How Climate Change Harms the Ocean
We often associate climate change with images of fire, drought, and other land-based effects. But what happens to the ocean and the animals and plants that call it home as our planet warms due to human activity? Here are some of the consequences of a warming global climate:
The ocean becomes more acidic. As more carbon occupies our atmosphere, the ocean absorbs a portion of it. In normal conditions, the ocean’s pH level should be around 8.2, which is slightly basic. When carbon and sea water interact, carbonic acid forms and lowers the pH of the ocean toward being acidic. Since calcium bicarbonate (a base) serves as the skeleton for many marine organisms, added carbonic acid (an acid) in the marine environment prevents organisms like coral reefs and mollusks from forming their shells. This has harmful effects on numerous ecosystems around the world.
Fish populations migrate, throwing ecosystems out of balance. Fish are cold-blooded but can only survive in specific environmental conditions, which includes temperature ranges. As the ocean absorbs planetary heat that can’t escape from our atmosphere, fish abandon their natural habitat and move toward cooler waters. This has implications for predators like whales and sharks that might have to migrate longer or work harder to feed, fishermen whose livelihoods are disrupted, and ecosystems that are disrupted because they don’t normally contain certain fish species.
Coral reefs bleach. Coral are delicate animals that rely on a cooperative partnership with zooxanthellae (a type of algae) to survive. Heat, acidity, and other factors stress corals, and eventually their algal partners abandon them, leaving behind only a coral skeleton in a process called bleaching. In some cases, bleached corals can recover but in others the damage is permanent. With some reef communities taking hundreds or thousands of years to reach their modern size, coral loss is difficult to reverse.
Ocean currents that distribute nutrients and heat change speeds. The moving currents that circulate water from one area in the ocean to another change as the world warms.
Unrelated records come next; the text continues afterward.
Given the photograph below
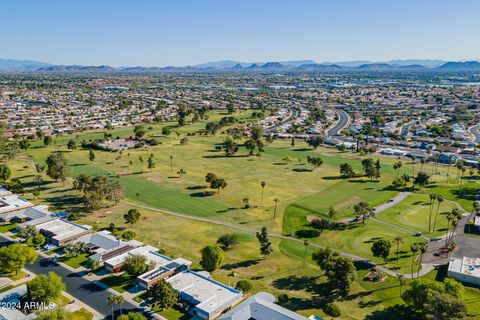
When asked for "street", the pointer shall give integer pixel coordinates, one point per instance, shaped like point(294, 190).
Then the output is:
point(77, 286)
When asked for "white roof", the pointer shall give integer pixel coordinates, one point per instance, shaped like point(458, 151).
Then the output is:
point(62, 229)
point(31, 213)
point(261, 306)
point(213, 297)
point(465, 265)
point(104, 240)
point(149, 252)
point(11, 202)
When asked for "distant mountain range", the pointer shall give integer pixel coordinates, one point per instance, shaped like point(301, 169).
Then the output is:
point(10, 65)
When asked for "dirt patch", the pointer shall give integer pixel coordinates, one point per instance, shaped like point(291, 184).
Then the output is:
point(310, 219)
point(157, 179)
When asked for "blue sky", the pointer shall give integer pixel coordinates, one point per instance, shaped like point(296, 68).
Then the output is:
point(160, 33)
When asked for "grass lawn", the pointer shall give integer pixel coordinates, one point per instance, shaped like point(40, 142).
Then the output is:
point(16, 276)
point(413, 214)
point(300, 190)
point(82, 314)
point(7, 227)
point(173, 314)
point(471, 296)
point(62, 301)
point(75, 262)
point(120, 283)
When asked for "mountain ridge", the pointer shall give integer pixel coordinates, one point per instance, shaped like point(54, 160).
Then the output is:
point(11, 65)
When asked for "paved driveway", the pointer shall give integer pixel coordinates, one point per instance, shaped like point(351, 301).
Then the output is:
point(77, 286)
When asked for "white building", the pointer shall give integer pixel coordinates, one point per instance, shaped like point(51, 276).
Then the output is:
point(465, 270)
point(261, 306)
point(208, 297)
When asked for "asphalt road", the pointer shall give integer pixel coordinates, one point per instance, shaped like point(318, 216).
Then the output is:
point(476, 132)
point(77, 286)
point(342, 122)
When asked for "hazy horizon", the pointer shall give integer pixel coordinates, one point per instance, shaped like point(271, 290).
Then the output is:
point(146, 33)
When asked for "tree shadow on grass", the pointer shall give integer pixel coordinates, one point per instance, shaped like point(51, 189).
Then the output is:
point(396, 312)
point(302, 149)
point(306, 233)
point(298, 283)
point(202, 194)
point(302, 170)
point(334, 178)
point(196, 187)
point(241, 264)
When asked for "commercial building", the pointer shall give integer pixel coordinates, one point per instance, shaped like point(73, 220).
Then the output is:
point(465, 270)
point(208, 298)
point(261, 306)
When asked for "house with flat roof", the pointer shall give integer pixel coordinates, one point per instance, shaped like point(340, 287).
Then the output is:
point(60, 231)
point(27, 214)
point(207, 297)
point(465, 270)
point(261, 306)
point(115, 263)
point(164, 271)
point(100, 241)
point(11, 202)
point(13, 297)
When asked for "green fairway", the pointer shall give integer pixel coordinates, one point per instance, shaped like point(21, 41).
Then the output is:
point(413, 213)
point(120, 283)
point(75, 262)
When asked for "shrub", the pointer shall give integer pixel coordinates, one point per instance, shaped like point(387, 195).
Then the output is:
point(332, 310)
point(283, 298)
point(244, 286)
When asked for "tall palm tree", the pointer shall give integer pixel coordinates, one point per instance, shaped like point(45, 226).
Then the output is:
point(433, 197)
point(263, 184)
point(461, 178)
point(402, 281)
point(439, 201)
point(120, 300)
point(423, 249)
point(476, 208)
point(306, 243)
point(450, 218)
point(422, 162)
point(414, 159)
point(397, 241)
point(413, 249)
point(112, 300)
point(275, 208)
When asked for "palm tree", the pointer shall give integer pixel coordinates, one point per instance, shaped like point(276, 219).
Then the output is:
point(402, 281)
point(306, 243)
point(112, 300)
point(263, 184)
point(439, 201)
point(120, 300)
point(433, 197)
point(461, 178)
point(422, 162)
point(450, 217)
point(275, 208)
point(397, 241)
point(423, 249)
point(413, 249)
point(414, 158)
point(476, 208)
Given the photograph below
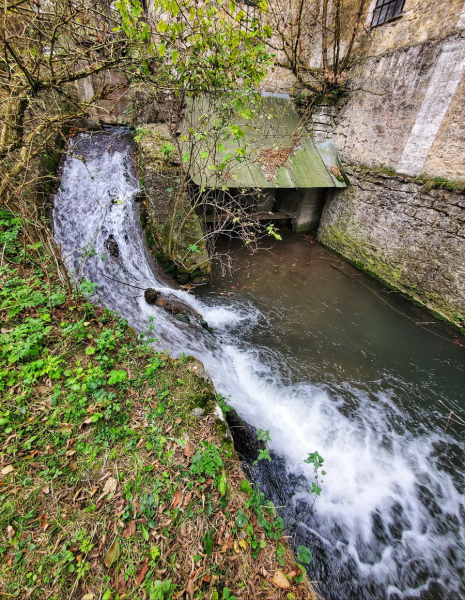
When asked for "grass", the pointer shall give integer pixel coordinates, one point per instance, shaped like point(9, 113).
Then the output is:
point(109, 487)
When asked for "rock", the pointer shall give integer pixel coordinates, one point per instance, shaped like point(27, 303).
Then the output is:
point(112, 246)
point(173, 305)
point(244, 435)
point(150, 295)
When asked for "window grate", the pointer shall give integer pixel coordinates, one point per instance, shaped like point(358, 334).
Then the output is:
point(385, 10)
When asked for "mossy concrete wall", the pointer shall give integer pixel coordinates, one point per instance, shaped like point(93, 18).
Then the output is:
point(406, 232)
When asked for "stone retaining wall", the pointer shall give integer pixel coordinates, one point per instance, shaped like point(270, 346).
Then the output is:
point(404, 231)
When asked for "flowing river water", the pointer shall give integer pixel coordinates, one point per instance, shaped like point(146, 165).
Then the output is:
point(323, 357)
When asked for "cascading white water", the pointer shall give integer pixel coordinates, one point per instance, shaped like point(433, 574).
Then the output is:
point(390, 521)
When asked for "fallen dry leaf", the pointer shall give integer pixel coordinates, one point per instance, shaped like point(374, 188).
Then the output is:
point(87, 421)
point(292, 574)
point(190, 588)
point(280, 580)
point(43, 522)
point(188, 450)
point(140, 576)
point(187, 499)
point(129, 530)
point(109, 488)
point(112, 555)
point(122, 583)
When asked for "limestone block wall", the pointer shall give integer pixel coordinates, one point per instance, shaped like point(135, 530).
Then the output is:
point(405, 232)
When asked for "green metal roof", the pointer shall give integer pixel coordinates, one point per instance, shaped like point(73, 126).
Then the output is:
point(270, 137)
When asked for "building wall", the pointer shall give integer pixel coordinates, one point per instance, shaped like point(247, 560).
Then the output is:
point(410, 235)
point(405, 111)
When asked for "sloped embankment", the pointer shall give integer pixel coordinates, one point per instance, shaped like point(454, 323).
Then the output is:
point(117, 481)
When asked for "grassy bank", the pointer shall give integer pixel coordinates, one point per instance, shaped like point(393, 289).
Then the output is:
point(110, 487)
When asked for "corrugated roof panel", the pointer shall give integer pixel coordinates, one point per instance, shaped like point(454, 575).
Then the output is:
point(268, 141)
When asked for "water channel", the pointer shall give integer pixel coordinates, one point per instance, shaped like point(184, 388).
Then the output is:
point(323, 357)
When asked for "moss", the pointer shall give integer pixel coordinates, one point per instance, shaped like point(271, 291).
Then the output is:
point(354, 250)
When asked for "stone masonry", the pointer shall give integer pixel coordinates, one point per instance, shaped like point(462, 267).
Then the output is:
point(406, 232)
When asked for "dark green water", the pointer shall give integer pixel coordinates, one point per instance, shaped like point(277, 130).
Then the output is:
point(338, 363)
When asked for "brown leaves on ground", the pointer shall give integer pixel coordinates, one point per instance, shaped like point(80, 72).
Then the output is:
point(113, 554)
point(273, 159)
point(176, 499)
point(130, 529)
point(188, 450)
point(143, 571)
point(280, 579)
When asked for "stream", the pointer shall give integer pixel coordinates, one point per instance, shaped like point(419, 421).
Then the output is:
point(322, 356)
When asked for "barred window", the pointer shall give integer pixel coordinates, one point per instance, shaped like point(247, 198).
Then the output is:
point(385, 10)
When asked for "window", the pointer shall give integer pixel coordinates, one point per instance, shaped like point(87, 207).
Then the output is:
point(385, 10)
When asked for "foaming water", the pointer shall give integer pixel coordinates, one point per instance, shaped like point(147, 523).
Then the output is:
point(390, 520)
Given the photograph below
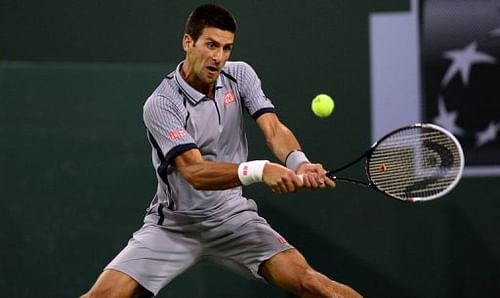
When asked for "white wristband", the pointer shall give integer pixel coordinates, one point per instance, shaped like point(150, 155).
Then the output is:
point(251, 171)
point(295, 159)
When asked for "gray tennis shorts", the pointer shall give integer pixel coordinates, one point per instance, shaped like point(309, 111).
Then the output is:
point(155, 254)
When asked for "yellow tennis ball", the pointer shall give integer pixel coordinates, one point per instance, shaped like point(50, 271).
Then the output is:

Currents normally distribute nutrients and heat as they move, allowing for a dynamic ocean ecosystem. However, with added heat, some currents change shape or speed, altering the delicate balance of the ecosystems in their paths.
Water molecules expand, contributing to sea level rise. With added heat comes the expansion of water molecules in the ocean. With water occupying more space, sea level rise speeds up and our coastal communities and ecosystems are threatened.
All is not lost, though…. yet. If we act now, there are steps we can take in our communities and at a global scale to slow and reverse the negative effects of climate change on our ocean. We can communicate with our elected officials to stress the importance of acting against climate change by investing in alternative energies and new technologies, reducing our own carbon footprints at home and when we travel, support organizations that work to protect and preserve the marine environment, and share our love of the ocean with our friends and communities to spread the word and get more people involved in ocean conservation!